Eu tive exatamente esse problema. Eu estava rodando o django-site no Gunicorn rodando via unix socket (no fedora 19). Mas o nginx não estava começando. Eu vi o arquivo nginx-errors.log
2014/03/15 04:25:01 [crit] 18309#0: *422 connect() to unix:/webapps/django/run/gunicorn.sock failed (13: Permission denied) while connecting to upstream
Eu configurei todas as permissões e proprietários de arquivos corretamente. No final, aprendi que isso é devido ao SElinux e encontrei a solução aqui
UPDATE
seguindo no primeiro comentário
A solução descrita no link que forneci é muito longa. Então, estou copiando parte dessa solução aqui -
Uma solução rápida é desativar o selinux
setenforce 0
Este comando desabilita o selinux para todos os programas. Para permitir que o nginx leia o soquete unix enquanto o selinux estiver ativado, siga este procedimento -
Por padrão, as mensagens de log do SELinux são gravadas em /var/log/audit/audit.log
através do sistema de auditoria do Linux. Se o daemon auditd não estiver em execução, as mensagens serão gravadas em /var/log/messages
. As mensagens de log do SELinux são rotuladas com a palavra-chave AVC para que possam ser facilmente filtradas de outras mensagens, como no grep.

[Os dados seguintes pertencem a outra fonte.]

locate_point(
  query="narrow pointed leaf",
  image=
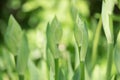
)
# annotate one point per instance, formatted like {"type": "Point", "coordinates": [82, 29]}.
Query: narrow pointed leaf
{"type": "Point", "coordinates": [34, 72]}
{"type": "Point", "coordinates": [54, 34]}
{"type": "Point", "coordinates": [76, 75]}
{"type": "Point", "coordinates": [117, 53]}
{"type": "Point", "coordinates": [13, 35]}
{"type": "Point", "coordinates": [83, 37]}
{"type": "Point", "coordinates": [107, 9]}
{"type": "Point", "coordinates": [22, 57]}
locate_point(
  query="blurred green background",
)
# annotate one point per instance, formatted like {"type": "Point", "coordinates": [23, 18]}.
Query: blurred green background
{"type": "Point", "coordinates": [33, 16]}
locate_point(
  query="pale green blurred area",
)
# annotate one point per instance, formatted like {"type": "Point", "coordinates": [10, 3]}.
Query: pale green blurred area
{"type": "Point", "coordinates": [42, 12]}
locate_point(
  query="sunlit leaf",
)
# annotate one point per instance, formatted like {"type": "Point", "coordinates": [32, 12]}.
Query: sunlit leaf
{"type": "Point", "coordinates": [81, 37]}
{"type": "Point", "coordinates": [107, 9]}
{"type": "Point", "coordinates": [61, 75]}
{"type": "Point", "coordinates": [57, 30]}
{"type": "Point", "coordinates": [117, 53]}
{"type": "Point", "coordinates": [22, 57]}
{"type": "Point", "coordinates": [54, 34]}
{"type": "Point", "coordinates": [77, 74]}
{"type": "Point", "coordinates": [13, 35]}
{"type": "Point", "coordinates": [34, 72]}
{"type": "Point", "coordinates": [73, 12]}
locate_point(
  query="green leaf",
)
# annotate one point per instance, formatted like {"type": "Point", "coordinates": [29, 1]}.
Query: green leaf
{"type": "Point", "coordinates": [77, 74]}
{"type": "Point", "coordinates": [61, 75]}
{"type": "Point", "coordinates": [107, 9]}
{"type": "Point", "coordinates": [34, 72]}
{"type": "Point", "coordinates": [81, 37]}
{"type": "Point", "coordinates": [73, 12]}
{"type": "Point", "coordinates": [54, 34]}
{"type": "Point", "coordinates": [13, 35]}
{"type": "Point", "coordinates": [117, 53]}
{"type": "Point", "coordinates": [22, 57]}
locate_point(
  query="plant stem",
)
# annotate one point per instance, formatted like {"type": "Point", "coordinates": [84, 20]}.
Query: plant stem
{"type": "Point", "coordinates": [95, 42]}
{"type": "Point", "coordinates": [109, 60]}
{"type": "Point", "coordinates": [82, 70]}
{"type": "Point", "coordinates": [56, 69]}
{"type": "Point", "coordinates": [21, 77]}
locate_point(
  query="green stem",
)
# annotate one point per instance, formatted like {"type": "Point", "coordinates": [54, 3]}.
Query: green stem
{"type": "Point", "coordinates": [109, 61]}
{"type": "Point", "coordinates": [21, 77]}
{"type": "Point", "coordinates": [82, 70]}
{"type": "Point", "coordinates": [56, 69]}
{"type": "Point", "coordinates": [95, 42]}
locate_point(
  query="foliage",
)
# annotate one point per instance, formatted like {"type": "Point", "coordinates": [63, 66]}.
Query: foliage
{"type": "Point", "coordinates": [59, 40]}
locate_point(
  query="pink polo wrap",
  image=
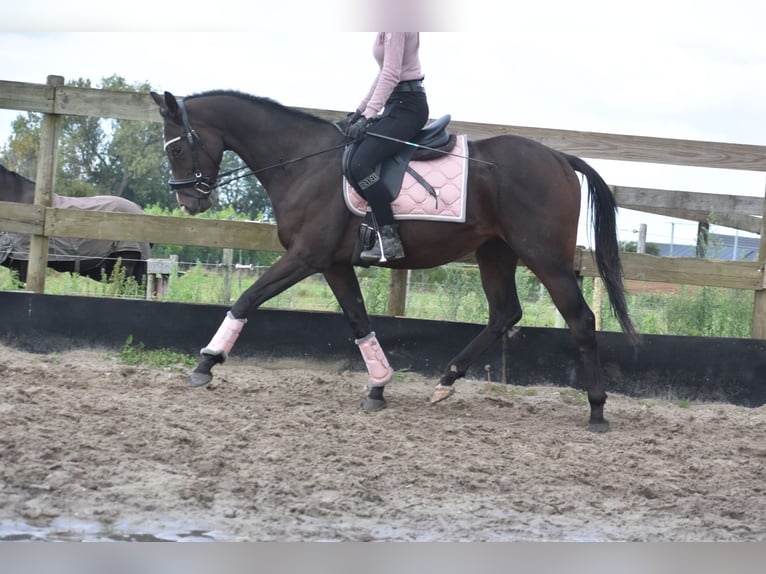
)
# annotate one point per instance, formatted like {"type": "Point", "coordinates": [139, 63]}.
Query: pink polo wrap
{"type": "Point", "coordinates": [380, 372]}
{"type": "Point", "coordinates": [225, 337]}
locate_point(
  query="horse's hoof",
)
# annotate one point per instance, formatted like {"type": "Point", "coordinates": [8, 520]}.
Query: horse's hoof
{"type": "Point", "coordinates": [441, 393]}
{"type": "Point", "coordinates": [371, 405]}
{"type": "Point", "coordinates": [199, 379]}
{"type": "Point", "coordinates": [599, 427]}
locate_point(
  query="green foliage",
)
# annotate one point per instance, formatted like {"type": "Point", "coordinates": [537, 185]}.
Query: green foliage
{"type": "Point", "coordinates": [632, 247]}
{"type": "Point", "coordinates": [207, 255]}
{"type": "Point", "coordinates": [134, 354]}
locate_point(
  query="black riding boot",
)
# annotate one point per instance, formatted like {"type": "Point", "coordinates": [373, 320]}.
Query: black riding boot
{"type": "Point", "coordinates": [392, 245]}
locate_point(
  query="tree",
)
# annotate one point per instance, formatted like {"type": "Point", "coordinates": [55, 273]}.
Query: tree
{"type": "Point", "coordinates": [98, 156]}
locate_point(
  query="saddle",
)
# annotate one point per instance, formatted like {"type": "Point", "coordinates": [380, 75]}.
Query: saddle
{"type": "Point", "coordinates": [435, 142]}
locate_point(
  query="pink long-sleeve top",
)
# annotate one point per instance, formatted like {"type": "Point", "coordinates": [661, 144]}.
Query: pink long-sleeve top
{"type": "Point", "coordinates": [397, 56]}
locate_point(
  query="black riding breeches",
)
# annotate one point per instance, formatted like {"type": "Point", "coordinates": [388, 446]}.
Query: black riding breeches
{"type": "Point", "coordinates": [404, 116]}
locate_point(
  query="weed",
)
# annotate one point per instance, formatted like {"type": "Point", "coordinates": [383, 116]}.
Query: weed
{"type": "Point", "coordinates": [135, 354]}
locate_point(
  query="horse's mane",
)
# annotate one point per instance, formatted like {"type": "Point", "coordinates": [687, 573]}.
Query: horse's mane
{"type": "Point", "coordinates": [265, 102]}
{"type": "Point", "coordinates": [5, 171]}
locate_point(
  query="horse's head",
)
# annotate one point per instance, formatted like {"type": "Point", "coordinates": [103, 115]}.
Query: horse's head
{"type": "Point", "coordinates": [194, 154]}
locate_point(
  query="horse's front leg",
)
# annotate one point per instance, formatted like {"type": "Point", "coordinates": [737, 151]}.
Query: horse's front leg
{"type": "Point", "coordinates": [345, 286]}
{"type": "Point", "coordinates": [285, 273]}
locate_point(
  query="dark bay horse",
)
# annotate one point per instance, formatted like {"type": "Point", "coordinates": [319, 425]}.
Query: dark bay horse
{"type": "Point", "coordinates": [87, 257]}
{"type": "Point", "coordinates": [523, 204]}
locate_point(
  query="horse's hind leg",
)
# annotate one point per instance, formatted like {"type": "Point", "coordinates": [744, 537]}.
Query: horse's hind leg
{"type": "Point", "coordinates": [345, 286]}
{"type": "Point", "coordinates": [566, 295]}
{"type": "Point", "coordinates": [497, 265]}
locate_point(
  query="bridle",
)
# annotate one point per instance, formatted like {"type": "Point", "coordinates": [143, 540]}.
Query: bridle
{"type": "Point", "coordinates": [201, 183]}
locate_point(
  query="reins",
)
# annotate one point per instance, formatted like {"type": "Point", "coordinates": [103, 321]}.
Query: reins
{"type": "Point", "coordinates": [272, 166]}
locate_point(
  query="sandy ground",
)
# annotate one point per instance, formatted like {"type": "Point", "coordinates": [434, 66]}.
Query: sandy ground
{"type": "Point", "coordinates": [92, 449]}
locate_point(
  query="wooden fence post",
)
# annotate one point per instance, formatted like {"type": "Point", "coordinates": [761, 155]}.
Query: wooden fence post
{"type": "Point", "coordinates": [46, 175]}
{"type": "Point", "coordinates": [759, 305]}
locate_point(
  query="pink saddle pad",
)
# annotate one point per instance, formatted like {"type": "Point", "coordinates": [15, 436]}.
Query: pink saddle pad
{"type": "Point", "coordinates": [447, 175]}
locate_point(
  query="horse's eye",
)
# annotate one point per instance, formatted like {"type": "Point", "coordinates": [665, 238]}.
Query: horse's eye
{"type": "Point", "coordinates": [175, 150]}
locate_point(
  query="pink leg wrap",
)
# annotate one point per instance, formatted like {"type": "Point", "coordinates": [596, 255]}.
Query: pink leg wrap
{"type": "Point", "coordinates": [377, 365]}
{"type": "Point", "coordinates": [225, 337]}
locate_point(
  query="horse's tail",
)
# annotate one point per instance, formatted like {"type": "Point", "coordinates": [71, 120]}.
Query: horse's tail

Então, ao greping nginx em /var/log/audit/audit.log
, encontrei aquelas mensagens relativas do AVC, que indicam de fato uma negação da conexão nginx ao gitlab.socket.
type=AVC msg=audit(1377542938.307:248364): avc: denied { write } for pid=2597 comm="nginx" name="gitlab.socket" dev="vda1" ino=1180273 scontext=system_u:system_r:httpd_t:s0 tcontext=system_u:object_r:httpd_sys_content_t:s0 tclass=sock_file
type=AVC msg=audit(1377542938.307:248364): avc: denied { connectto } for pid=2597 comm="nginx" path="/home/git/gitlab/tmp/sockets/gitlab.socket" scontext=system_u:system_r:httpd_t:s0 tcontext=system_u:system_r:initrc_t:s0 tclass=unix_stream_socket'
Usando uma ferramenta chamada audit2allow, podemos limpar as mensagens do AVC. Se você não o tiver instalado, ele será enviado com o pacote policycoreutils-devel.
grep nginx /var/log/audit/audit.log | audit2allow
e o resultado é:
#============= httpd_t ==============
#!!!! This avc is allowed in the current policy
allow httpd_t http_cache_port_t:tcp_socket name_connect;
# !!! This avc is allowed in the current policy
allow httpd_t httpd_log_t:file setattr;
#!!!! This avc is allowed in the current policy
allow httpd_t httpd_sys_content_t:sock_file write;
#!!!! This avc is allowed in the current policy
allow httpd_t initrc_t:unix_stream_socket connectto;
#!!!! This avc is allowed in the current policy
allow httpd_t user_home_dir_t:dir search;
#!!!! This avc is allowed in the current policy
allow httpd_t user_home_t:dir { search getattr };
#!!!! This avc is allowed in the current policy
allow httpd_t user_home_t:sock_file write;
#!!!! This avc is allowed in the current policy
allow httpd_t var_run_t:file { read write };
Estas são as políticas que devem ser usadas com o SELinux. Observe que user_home é essencial, pois o APP_ROOT do GitLab está em / home / git /. Da mesma forma, você observa uma política relacionada à conexão de soquete recusada: unix_stream_socket connectto.
Em seguida, podemos usar o audit2allow para criar um módulo de política personalizado para permitir essas ações:
grep nginx /var/log/audit/audit.log | audit2allow -M nginx
semodule -i nginx.pp'
Podemos verificar o módulo de política carregado corretamente listando os módulos carregados com semodule -l.
Depois disso, lembre-se de habilitar o SELinux novamente com setenforce 1.